Tag Archives: logging

Cloud Austin Logging Tool Roundup Presentations

James, Karthik, and I run Cloud Austin, a technical user group for cloud computing types in Austin.  Last night we broke new ground by videoing the presentations using Hangouts On Air, and the result is a cool bunch of 15 minute presentations on Splunk, Sumo Logic, Logstash, Greylog2 (including one from Lennat Koopmann, the maintainer) and the first public presentation of Project Meniscus, Rackspace’s new logging system.

You can go get slides and watch the 2+  hour long video on the Cloud Austin blog.

Leave a comment

Filed under Cloud, DevOps

Why Your Monitoring Is Lying To You

In my Design for Failure article, I mentioned how many of the common techniques we use to allegedly detect failure really don’t.  This time, we’ll discuss your monitoring and why it is lying to you.

Well, you have some monitoring, don’t you, couldn’t it tell you if an application is down? Obviously not if you are just doing old SNMP/box level monitoring, but you’re all DevOps and you know you have to monitor the applications because that’s what counts. But even then, there are common antipatterns to be aware of.

Synthetic Monitoring

Dirty secret time, most application monitoring is “synthetic,” which means it hits a specific URL or set of URLs once in a while, often 5-10 minutes apart. Also, since there are a lot of transient failures out there on the Internet, most ops groups have their monitors set where they have to see 2-5 consecutive failures – because ops teams don’t like being woken up at 3 AM because an application hiccuped once (or the Internet hiccuped on the way to the application). If the problem happens on only 1 of every 20 hits, and you have to see three errors in a row to alert, then I’ll leave it to your primary school math skills to determine how likely it is you’ll catch the problem.

You can improve on this a little bit, but in the end synthetic monitoring is mainly useful for coarse uptime checking and performance trending.

Metric Monitoring

OK, so synthetic monitoring is only good for rough up/down stuff, but what about my metric monitoring? Maybe I have a spiffier tool that is continuously pulling metrics from Web servers or apps that should give me more of a continuous look.  Hits per second over the last five minutes; current database space, etc.

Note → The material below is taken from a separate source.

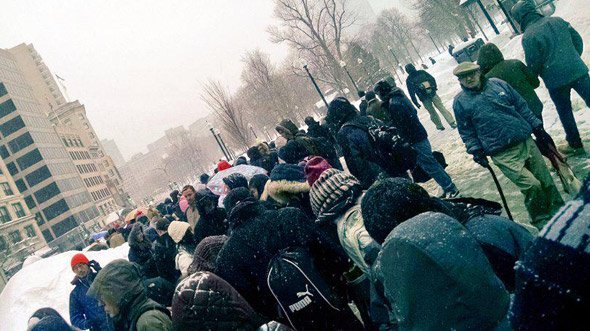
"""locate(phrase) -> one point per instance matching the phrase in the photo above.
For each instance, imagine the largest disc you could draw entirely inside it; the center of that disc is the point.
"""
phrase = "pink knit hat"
(314, 168)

Well, I have noticed that metrics monitors, with startling regularity, don’t really tell you if something is up or down, especially historically. If you pull current database space and the database is down, you’d think there would be a big nasty gap in your chart but many tools don’t do that – either they report the last value seen, or if it’s a timing report it happily reports you timing of errors. Unless you go to the trouble to say “if the thing is down, set a value of 0 or +infinity or something” then you can sometimes have a failure, then go back and look at your historical graphs and see no sign there’s anything wrong.

Log Monitoring

Well surely your app developers are logging if there’s a failure, right? Unfortunately logging is a bit of an art, and the simple statement “You should log the overall success or failure of each hit to your app, and you should log failures on any external dependency” can be… reinterpreted in many ways. Developers sometimes don’t log all the right things, or even decide to suppress certain logs.

You should always log everything.  Log it at a lower log level, like INFO, if it’s routine, but then at least it can be reviewed if needed and can be turned into a metric for trending via tools like Splunk. My rules are simple:

  • Log the start and end of each hit – are you telling the client success or failure? Don’t rely on the Web server log.
  • Log every single hit to an external dependency at INFO
  • Log every transient failure at WARN
  • Log every error at ERROR

Real User Monitoring

Ah, this is more like it.  The alleged Holy Grail of monitoring is real user monitoring, where you passively look at the transactions coming in and out and log them.  Well, on the one hand, you don’t have to rely on the developers to log, you can log despite them.  But you don’t get as much insight as you’d think. If the output from the app isn’t detectable as an error, then the monitoring doesn’t help.  A surprising amount of the time, failures are not thrown as a 500 or other expected error code. And checking for content within a payload is often fragile.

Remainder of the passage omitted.